Bühl: „Die eine Hand weiß nicht, was die andere tut“

„Die Ramelow-Regierung ist mit der Digitalisierung Thüringens völlig überfordert. Wie kann es sein, dass nicht einmal das Wirtschaftsministerium so genau sagen kann, ob ihr eigenes Kompetenzzentrum nun schließt oder nicht?“ Mit großer Verwunderung hat der parlamentarische Geschäftsführer und digitalpolitische Sprecher der CDU-Fraktion im Thüringer Landtag, Andreas Bühl, auf die heutigen Medienberichte zur Schließung des „Kompetenzzentrums Wirtschaft 4.0“ der Landesregierung reagiert. Er erklärte, die CDU-Fraktion werde dies nicht einfach auf sich beruhen lassen und selbst entsprechende Initiativen vorlegen. Konkret will die Union deshalb nun schon im September-Plenum einen Plenarantrag einbringen, um das Kompetenzchaos der Landesregierung bei der Digitalisierung zu beenden und die Verantwortlichkeiten zu bündeln. „Bei den rot-rot-grünen Digitalisierungsversuchen weiß die eine Hand nicht, was die andere tut. Wie kann ein solcher Vorgang so am Wirtschaftsminister vorbeilaufen?“, fragt Bühl.

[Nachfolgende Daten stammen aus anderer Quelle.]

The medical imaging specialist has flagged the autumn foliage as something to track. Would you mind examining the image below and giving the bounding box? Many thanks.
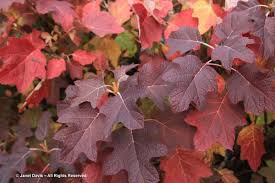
[0,0,275,183]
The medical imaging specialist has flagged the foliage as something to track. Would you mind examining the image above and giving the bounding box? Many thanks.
[0,0,275,183]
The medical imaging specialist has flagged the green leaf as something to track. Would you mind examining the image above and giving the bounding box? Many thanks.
[115,31,137,57]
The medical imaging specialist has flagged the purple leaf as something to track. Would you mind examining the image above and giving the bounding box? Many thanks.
[166,27,202,56]
[211,36,255,70]
[228,64,275,115]
[103,128,167,183]
[54,103,112,163]
[163,55,218,112]
[35,111,51,141]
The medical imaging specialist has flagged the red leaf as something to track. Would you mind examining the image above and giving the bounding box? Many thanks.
[0,0,25,11]
[54,103,109,163]
[19,80,51,112]
[185,94,245,150]
[47,59,66,79]
[0,30,46,92]
[94,51,109,71]
[103,128,167,183]
[237,123,265,172]
[67,61,83,79]
[36,0,76,32]
[81,2,124,37]
[164,9,198,39]
[71,74,107,108]
[163,55,218,112]
[160,148,212,183]
[133,4,163,48]
[108,0,132,25]
[228,64,275,115]
[72,50,97,66]
[83,163,128,183]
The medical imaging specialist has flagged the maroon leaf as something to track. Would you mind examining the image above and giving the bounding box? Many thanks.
[163,55,218,112]
[71,74,106,108]
[138,60,175,110]
[211,36,255,70]
[72,50,96,66]
[161,148,212,183]
[36,0,76,32]
[133,3,164,48]
[100,90,144,130]
[35,111,51,141]
[81,1,124,37]
[263,17,275,59]
[145,110,195,152]
[103,128,167,183]
[185,94,245,151]
[47,59,66,79]
[0,141,31,183]
[54,103,109,163]
[0,0,25,11]
[166,27,202,55]
[0,30,46,92]
[228,64,275,115]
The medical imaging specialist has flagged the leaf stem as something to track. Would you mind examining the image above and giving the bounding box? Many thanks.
[201,41,215,50]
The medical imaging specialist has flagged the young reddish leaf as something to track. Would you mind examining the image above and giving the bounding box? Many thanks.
[263,17,275,59]
[35,111,51,141]
[228,64,275,115]
[54,103,109,163]
[133,3,163,48]
[160,148,212,183]
[93,51,109,71]
[138,60,175,110]
[83,163,128,183]
[0,31,46,92]
[36,0,76,32]
[19,80,51,112]
[185,94,245,150]
[192,0,222,34]
[47,58,66,79]
[211,36,255,70]
[144,110,195,153]
[67,61,83,79]
[213,13,253,40]
[90,37,121,68]
[112,64,137,82]
[237,123,265,172]
[83,163,107,183]
[103,128,167,183]
[72,50,97,66]
[0,0,25,11]
[81,2,124,37]
[218,168,239,183]
[140,17,163,48]
[108,0,132,25]
[0,140,31,183]
[164,9,198,39]
[259,160,275,183]
[100,90,144,130]
[143,0,173,23]
[71,74,107,108]
[163,55,218,112]
[234,0,275,59]
[166,27,202,55]
[225,0,248,9]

Die Verwirrung um das Ende des Zentrums sei nur ein weiterer Beweis, dass die Ramelow-Regierung Thüringen in Sachen Digitalisierung vor die Wand fahre, so der CDU-Politiker. „Von der roten Laterne bei der Schuldigitalisierung über die Schwierigkeiten mit der Familien App bis zu diesem aktuellen Beispiel: Hier zeigt sich, dass der Landesregierung eine klare Linie und Zuständigkeiten fehlen. Es handelt sich hier um ein systematisches Versagen“, erklärte Bühl. Die CDU fordere deshalb mit ihrem Antrag eine komplette Neuaufstellung der Landesregierung bei der Digitalisierung und E-Government. „Rot-Rot-Grün hat bei der Digitalisierung keinen Durchblick. Es braucht eine zentrale Stelle mit Durchgriffsrechten, um diesem Durcheinander Herr zu werden“, so Bühl.